Common CPUs that go into smartphones, laptops and even desktop PCs have a variable clock rate. When the scheduler detects that it has idle time, it can reduce the clock rate, and increase it again if there are more processes competing for CPU time.
CPUs optimized for battery-powered devices tend to be composed of many functional components that each have their own clock (example: ARM Cortex A8). When one component is idle, the operating system can turn it off (or reduce its clock), which saves power. For example, on many multicore CPUs (such as the ones in high-end mobile devices), each core can be turned on or off separately. ARM is particularly good at this game, which is one of the reasons why most smartphones have ARM CPUs.
Varying the clock rate or turning off the clock of electronic components is known as power management. It tends to be a complex part of writing and optimizing an operating system for a battery-powered device, with many dependencies on the exact hardware model.
What goes for the CPU goes for peripherals too. The backlit display is a major consumer of power on a smartphone, for example, followed by the radio. The CPU operating system may play a role in power management of peripherals; secondary chips also runs their own firmware which performs power management as well.

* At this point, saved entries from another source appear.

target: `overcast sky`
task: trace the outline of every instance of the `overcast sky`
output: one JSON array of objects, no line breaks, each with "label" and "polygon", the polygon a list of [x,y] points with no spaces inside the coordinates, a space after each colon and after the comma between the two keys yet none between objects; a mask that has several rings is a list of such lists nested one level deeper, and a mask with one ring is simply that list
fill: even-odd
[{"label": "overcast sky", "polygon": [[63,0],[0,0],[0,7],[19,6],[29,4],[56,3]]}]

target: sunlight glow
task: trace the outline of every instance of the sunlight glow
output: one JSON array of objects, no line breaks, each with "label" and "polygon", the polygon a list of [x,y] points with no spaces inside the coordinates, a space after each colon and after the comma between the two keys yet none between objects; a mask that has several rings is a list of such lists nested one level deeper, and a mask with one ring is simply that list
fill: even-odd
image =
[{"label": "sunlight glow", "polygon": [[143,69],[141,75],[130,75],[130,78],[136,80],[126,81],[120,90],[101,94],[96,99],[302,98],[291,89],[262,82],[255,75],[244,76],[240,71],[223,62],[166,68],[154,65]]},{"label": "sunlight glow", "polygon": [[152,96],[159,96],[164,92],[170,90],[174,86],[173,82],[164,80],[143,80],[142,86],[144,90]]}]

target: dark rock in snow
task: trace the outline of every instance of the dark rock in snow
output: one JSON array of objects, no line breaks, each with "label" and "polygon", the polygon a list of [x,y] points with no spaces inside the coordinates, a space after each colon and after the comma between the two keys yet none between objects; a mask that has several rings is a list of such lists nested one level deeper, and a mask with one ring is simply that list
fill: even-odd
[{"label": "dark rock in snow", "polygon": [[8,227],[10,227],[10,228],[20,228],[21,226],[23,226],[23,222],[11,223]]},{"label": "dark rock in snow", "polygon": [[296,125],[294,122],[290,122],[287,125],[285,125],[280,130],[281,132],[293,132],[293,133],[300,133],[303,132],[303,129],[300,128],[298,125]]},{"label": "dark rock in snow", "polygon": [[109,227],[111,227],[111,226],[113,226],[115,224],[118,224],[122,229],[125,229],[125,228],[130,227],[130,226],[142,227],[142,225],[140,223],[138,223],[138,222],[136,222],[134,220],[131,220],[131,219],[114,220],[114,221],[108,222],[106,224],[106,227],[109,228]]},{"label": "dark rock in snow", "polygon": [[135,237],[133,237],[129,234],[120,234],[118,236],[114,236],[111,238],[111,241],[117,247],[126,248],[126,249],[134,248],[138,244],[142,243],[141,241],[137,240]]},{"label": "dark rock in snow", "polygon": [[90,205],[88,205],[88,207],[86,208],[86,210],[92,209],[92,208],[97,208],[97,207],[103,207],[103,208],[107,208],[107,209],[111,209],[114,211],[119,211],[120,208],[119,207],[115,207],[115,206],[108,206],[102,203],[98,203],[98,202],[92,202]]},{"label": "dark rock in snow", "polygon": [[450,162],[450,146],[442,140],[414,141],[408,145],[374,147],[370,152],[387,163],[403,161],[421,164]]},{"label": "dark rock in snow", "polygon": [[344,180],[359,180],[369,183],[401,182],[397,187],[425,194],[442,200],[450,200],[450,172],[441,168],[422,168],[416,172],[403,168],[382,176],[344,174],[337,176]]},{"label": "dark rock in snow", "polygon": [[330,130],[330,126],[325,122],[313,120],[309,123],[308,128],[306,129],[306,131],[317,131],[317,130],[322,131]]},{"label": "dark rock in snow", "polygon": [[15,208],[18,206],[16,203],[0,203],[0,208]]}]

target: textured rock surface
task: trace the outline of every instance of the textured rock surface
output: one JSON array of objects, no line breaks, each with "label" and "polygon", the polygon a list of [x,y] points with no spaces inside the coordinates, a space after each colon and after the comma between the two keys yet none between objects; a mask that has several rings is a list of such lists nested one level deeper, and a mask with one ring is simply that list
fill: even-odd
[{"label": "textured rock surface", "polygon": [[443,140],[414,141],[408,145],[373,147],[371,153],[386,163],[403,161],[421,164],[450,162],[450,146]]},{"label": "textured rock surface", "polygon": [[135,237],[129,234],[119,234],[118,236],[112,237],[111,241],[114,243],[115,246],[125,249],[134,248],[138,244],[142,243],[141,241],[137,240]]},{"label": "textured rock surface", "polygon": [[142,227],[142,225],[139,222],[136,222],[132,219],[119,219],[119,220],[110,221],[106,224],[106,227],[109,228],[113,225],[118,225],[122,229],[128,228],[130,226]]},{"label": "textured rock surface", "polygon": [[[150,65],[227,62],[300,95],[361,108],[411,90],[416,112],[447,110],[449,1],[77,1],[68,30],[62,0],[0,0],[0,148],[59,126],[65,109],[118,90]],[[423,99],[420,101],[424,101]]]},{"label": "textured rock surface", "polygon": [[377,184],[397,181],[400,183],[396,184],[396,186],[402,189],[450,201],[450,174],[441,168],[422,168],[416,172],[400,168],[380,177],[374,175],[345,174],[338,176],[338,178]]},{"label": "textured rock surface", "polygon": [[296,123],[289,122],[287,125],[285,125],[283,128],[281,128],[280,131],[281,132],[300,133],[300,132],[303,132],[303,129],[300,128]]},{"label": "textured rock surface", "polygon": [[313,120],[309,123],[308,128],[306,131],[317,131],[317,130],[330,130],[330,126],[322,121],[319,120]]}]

Applications have their part to play in keeping power consumption down: they must allow the operating system to do its thing. The worst thing an application can do is polling — running a loop like while (not_ready()) {}
. Even introducing a small delay as in while (not_ready()) {usleep(100);}
doesn't help as it doesn't allow enough time for the processor to go into low-power mode, or if it does, each unfruitful wake up means wasted energy. Thus the operating system APIs must be designed so that applications never need to poll, but can instead subscribe to some kind of event mechanism and remain idle until they are notified of a relevant event. Applications in turn need to take advantage of such mechanisms, so the design of the whole software stack has an impact on power consumption.
You can get some information about what's responsible for your PC's power consumption with Intel's Powertop utility. Smartphones typically have a way to see how much power applications have been consuming as well. Accounting for power consumption by application precisely is difficult: if a component wakes up for two applications, the wake-up time may be accounted to one of them somewhat arbitrarily or to neither; peripherals' power consumption are also not always be easily tracked to the application responsible.
A RAM chip doesn't know which of its bits store data of an active process, so it can't be turned off selectively in this manner. A process's power consumption isn't related to the amount of memory that it uses (except inasmuch as the RAM accesses consume power, but re-using the same memory or using different RAM areas makes no difference with respect to power consumption).